Die Stimmung in der deutschen Wirtschaft hat sich vor allem wegen dem drohenden GAU in Japan im März erstmals seit fast einem Jahr verschlechtert - allerdings nur leicht und nicht so stark wie befürchtet.

Die Stimmung in der Wirtschaft hat sich im März erstmals seit einem Jahr leicht verschlechtert - allerdings weniger als erwartet. Quelle: dpa

Die Stimmung in der Wirtschaft hat sich im März erstmals seit einem Jahr leicht verschlechtert - allerdings weniger als erwartet.

MünchenDie Stimmung in der deutschen Wirtschaft hat sich erstmals seit Mai 2010 leicht verschlechtert. Der Ifo-Geschäftsklimaindex sank im März von 111,3 auf 111,1 Punkte. Im Februar hatte der wichtigste Gradmesser der deutschen Wirtschaft, der auf einer Umfrage unter 7000 Managern beruht, noch den höchsten Stand seit der Wiedervereinigung erreicht. Bis Februar war der ifo-Index neun Mal in Folge gestiegen.

„Insgesamt sind die Unternehmen in Deutschland jedoch weiterhin sehr zuversichtlich“, sagte Ifo-Präsident Hans Werner Sinn. „Die Konjunkturampeln stehen unverändert auf grün. Deutschland befindet sich im Aufschwung.“ Wegen der Atomkatastrophe in Japan, dem Libyen-Krieg und der erwarteten Zinserhöhung durch die Europäische Zentralbank (EZB) hatten Experten einen noch stärkeren Rückgang erwartet. Knapp die Hälfte der Antworten traf nach der Havarie im japanischen Atomkraftwerk Fukushima ein.

Die Aussichten für die kommenden sechs Monate bewerteten die Unternehmenschefs schlechter: Dieses Teilbarometer sank von 107,9 auf 106,5 Punkte. Die aktuelle Lage wurde dagegen erneut besser eingeschätzt: Dieser Teilindex kletterte von 114,7 auf 115,8 Punkte

Die Firmenchefs blicken nun weniger optimistisch nach vorn. Die Geschäftslage schätzten sie aber so gut ein wie seit 20 Jahren nicht mehr. „Der relativ geringe Rückgang ist beachtlich angesichts von Japan und anderen Unsicherheitsfaktoren wie der Lage in Nordafrika oder im Mittleren Osten“, sagte Ifo-Experte Klaus Abberger. Die Erdbeben-Katastrophe in Japan werde die Weltwirtschaft voraussichtlich nur kurzzeitig beeinträchtigen. „Einige Unternehmen sind zwar betroffen und einige Lieferketten unterbrochen“, sagte Abberger.

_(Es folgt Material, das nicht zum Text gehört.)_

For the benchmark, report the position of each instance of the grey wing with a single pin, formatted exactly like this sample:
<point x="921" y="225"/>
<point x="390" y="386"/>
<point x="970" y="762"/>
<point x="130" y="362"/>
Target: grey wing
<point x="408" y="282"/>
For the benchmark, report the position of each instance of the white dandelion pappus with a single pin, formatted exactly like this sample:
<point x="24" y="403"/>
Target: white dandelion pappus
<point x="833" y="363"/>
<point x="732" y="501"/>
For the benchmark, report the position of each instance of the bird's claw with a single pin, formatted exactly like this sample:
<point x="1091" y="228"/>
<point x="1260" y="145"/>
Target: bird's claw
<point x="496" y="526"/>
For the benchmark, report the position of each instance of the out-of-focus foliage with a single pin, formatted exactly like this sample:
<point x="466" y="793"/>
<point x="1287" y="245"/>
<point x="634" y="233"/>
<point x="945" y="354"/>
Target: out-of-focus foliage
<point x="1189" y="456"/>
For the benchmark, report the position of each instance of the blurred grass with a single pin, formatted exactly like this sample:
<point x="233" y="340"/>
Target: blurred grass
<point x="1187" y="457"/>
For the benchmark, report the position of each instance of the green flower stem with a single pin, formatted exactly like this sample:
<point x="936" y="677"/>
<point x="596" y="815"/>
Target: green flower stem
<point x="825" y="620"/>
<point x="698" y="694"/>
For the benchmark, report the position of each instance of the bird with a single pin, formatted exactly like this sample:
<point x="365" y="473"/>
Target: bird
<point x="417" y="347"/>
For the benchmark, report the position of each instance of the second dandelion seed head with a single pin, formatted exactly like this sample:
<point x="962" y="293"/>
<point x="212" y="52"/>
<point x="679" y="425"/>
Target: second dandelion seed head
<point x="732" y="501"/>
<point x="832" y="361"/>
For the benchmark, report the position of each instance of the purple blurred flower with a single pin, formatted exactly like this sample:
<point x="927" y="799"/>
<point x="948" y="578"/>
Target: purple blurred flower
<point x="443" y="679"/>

Allerdings drohe ein großer Schaden für die Weltwirtschaft, sobald sich die radioaktive Strahlung auf größere Gebiete oder Tokio ausdehne. Ein weiterer Unsicherheitsfaktor sei die Krise in Libyen und die Lage in anderen Ländern in Nahost. Noch sei der dadurch verursachte Anstieg der Ölpreise verkraftbar. „Aber sobald Saudi-Arabien betroffen wäre, dann wäre das etwas anderes“, sagte Abberger.  

In der Industrie hat sich das Geschäftsklima im März nochmals leicht verbessert, obwohl die Manager das künftige Auslandsgeschäft nicht mehr ganz so optimistisch einschätzen. Dennoch wollen noch mehr Unternehmen neue Stellen schaffen. Im Handel, in der Baubranche und bei den Dienstleistern trübte sich das Geschäftsklima jeweils ein.    

Experten rechnen trotz des Dämpfers mit einem anhaltenden Aufschwung. „Das ist kein Grund, in Sorge auszubrechen“, sagte DekaBank-Ökonom Andreas Scheuerle. „Der Rückgang ist in erster Linie eine Normalisierung und kein Vorbote eines Abschwungs.“ Die Folgen der Katastrophe in Japan seien bislang noch nicht in den Geschäftszahlen. Das könne sich allerdings ändern. „In der Automobilindustrie wird über Produktionsdrosselungen nachgedacht. Das lastet natürlich auf dem Geschäftsklima“, sagte Scheuerle.